At NMSU’s Jett Hall is another member of the algal team. He is Shuguang Deng, associate professor of chemical engineering at NMSU. Deng is trying to produce a device that will reduce the three steps needed to produce a biofuel product into a one-step process.
“My job is to process the biomass once the algae is harvested,” Deng said. “You have to get the oil out from the biomass.”
At this time, a chemical extraction process is used to separate algal oil from the biomass. Then the solvents have to be separated from the algal oil and the oil undergoes a conversion process to make a biofuel product like biodiesel. The biofuel can be refined further to make gasoline or jet fuel, Deng said.
“We are trying to develop a new process to convert the biomass into biofuel in one simple step,” Deng said.
Working hand-in-hand with Deng and Lammers is N. Nirmala Khandan, a John W. Clark professor of civil engineering at NMSU. Khandan has created a bench-size model, or what is called a “racetrack reactor,” to grow algae in an enclosed structure, stimulated by artificial lighting.
“We build small-scale experiments and use these models to mathematically predict what will happen if you build a reactor 12-feet long or 30-feet long,” Khandan said. “There are several factors involved in this process, for example: the intensity of the sunlight; the time it spends in the reactor; the amount of algae that is growing and the rate at which they are growing; and the amount of nutrients that we feed. All these are variables and we need to put everything together to predict what will happen at a larger scale.”
Along with knowing the chemistry of algae and how to manipulate it, grow it and process it to run a combustion engine, a monetary reality must be established. In other words – is it cost effective? At $25 a gallon, biofuel is not practical, even though it appeared the price of a gallon of gasoline was headed that way last fall. For this analysis you need an economist, and C. Meghan Starbuck is that person.
Starbuck, assistant professor of economics at NMSU, is building several economic models that take into account the many materials, manpower, time and production costs to produce biofuels that would compete with today’s fuel prices.
“We’ve been working on this about a year to a year and a half. We have two, sort of basic economic models built. One is for a closed bioreactor system and the other is for an open-pond system,” Starbuck said. “Both models are relatively simple cost-based models that are telling us costs per gallon based on what Pete (Lammers) and the others think are the realistic yield rates that they think they can get the algae to grow.”
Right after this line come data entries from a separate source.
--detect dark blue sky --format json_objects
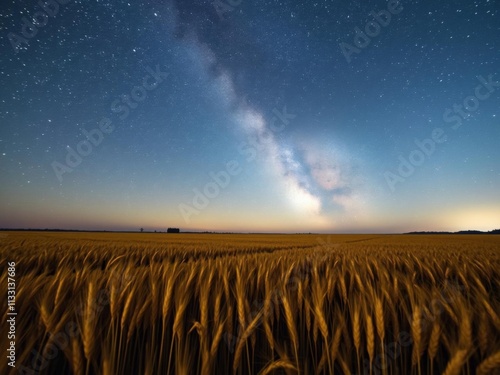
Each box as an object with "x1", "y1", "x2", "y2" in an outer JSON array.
[{"x1": 0, "y1": 0, "x2": 499, "y2": 232}]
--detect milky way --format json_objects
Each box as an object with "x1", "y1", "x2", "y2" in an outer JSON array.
[{"x1": 0, "y1": 0, "x2": 499, "y2": 232}]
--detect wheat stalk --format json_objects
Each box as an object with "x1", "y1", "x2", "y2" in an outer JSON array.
[
  {"x1": 210, "y1": 321, "x2": 225, "y2": 358},
  {"x1": 259, "y1": 359, "x2": 296, "y2": 375},
  {"x1": 442, "y1": 349, "x2": 468, "y2": 375},
  {"x1": 411, "y1": 305, "x2": 422, "y2": 366},
  {"x1": 482, "y1": 298, "x2": 500, "y2": 330},
  {"x1": 478, "y1": 310, "x2": 489, "y2": 354},
  {"x1": 374, "y1": 296, "x2": 385, "y2": 342},
  {"x1": 83, "y1": 280, "x2": 96, "y2": 361},
  {"x1": 162, "y1": 268, "x2": 176, "y2": 320},
  {"x1": 458, "y1": 304, "x2": 472, "y2": 352},
  {"x1": 282, "y1": 294, "x2": 299, "y2": 356},
  {"x1": 353, "y1": 302, "x2": 361, "y2": 352},
  {"x1": 71, "y1": 337, "x2": 84, "y2": 375},
  {"x1": 121, "y1": 283, "x2": 135, "y2": 331},
  {"x1": 233, "y1": 310, "x2": 264, "y2": 372},
  {"x1": 428, "y1": 318, "x2": 441, "y2": 361},
  {"x1": 330, "y1": 322, "x2": 343, "y2": 362},
  {"x1": 236, "y1": 268, "x2": 246, "y2": 331},
  {"x1": 366, "y1": 313, "x2": 375, "y2": 368},
  {"x1": 476, "y1": 350, "x2": 500, "y2": 375}
]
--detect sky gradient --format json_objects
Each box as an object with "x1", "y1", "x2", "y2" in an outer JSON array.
[{"x1": 0, "y1": 0, "x2": 499, "y2": 233}]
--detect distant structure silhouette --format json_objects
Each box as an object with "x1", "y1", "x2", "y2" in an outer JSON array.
[{"x1": 167, "y1": 228, "x2": 180, "y2": 233}]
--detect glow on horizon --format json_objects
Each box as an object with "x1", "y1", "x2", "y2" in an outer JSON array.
[
  {"x1": 442, "y1": 206, "x2": 500, "y2": 232},
  {"x1": 0, "y1": 179, "x2": 498, "y2": 232}
]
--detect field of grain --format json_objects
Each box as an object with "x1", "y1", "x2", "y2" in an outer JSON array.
[{"x1": 1, "y1": 231, "x2": 499, "y2": 375}]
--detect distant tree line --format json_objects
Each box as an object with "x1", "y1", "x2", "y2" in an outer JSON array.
[{"x1": 407, "y1": 229, "x2": 500, "y2": 235}]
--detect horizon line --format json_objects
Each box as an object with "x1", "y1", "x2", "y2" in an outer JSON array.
[{"x1": 1, "y1": 228, "x2": 499, "y2": 235}]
Among the factors that greatly affect cost are labor and algal biomass yield. Starbuck said because a commercial model has never been built, it is hard to determine the best formula. The current models are adding up to a cost scenario of $4 to $15 a gallon for biofuel, she said.
“The analysis and work that has been done so far shows that there really is a lot of potential in it. The work needs to be focused on how we commercialize it,” Starbuck said. The caveat to this is what happens when you increase to a commercial scale, and this, Starbuck said, is what NMSU researchers are trying to determine.
One outside organization working with NMSU researchers is the Center of Excellence for Hazardous Material Management (CEHMM), based in Carlsbad. NMSU’s Agricultural Science Center at Artesia has provided CEHMM a site to run open-pond and bioreactor experiments. Lammers and the others are working closely with CEHMM on these experiments.
During a recent open house at the Artesia site, Doug Lynn, CEHMM executive director, explained to New Mexico lawmakers and community leaders the feasibility of algal biomass production. He said CEHMM planned to expand the size of the pond experiments to get a better determination of commercial feasibility.
“This is a wonderful initiative that is at the same time making use of the best of traditional agriculture and giving us the chance to start to think in very innovative ways. It is the wave of the future on how we can start producing alternative fuels without competing with food sources, while allowing us to lose our dependency on foreign oil,” Waded Cruzado, president at NMSU, told the same lawmakers and visitors at the Artesia center.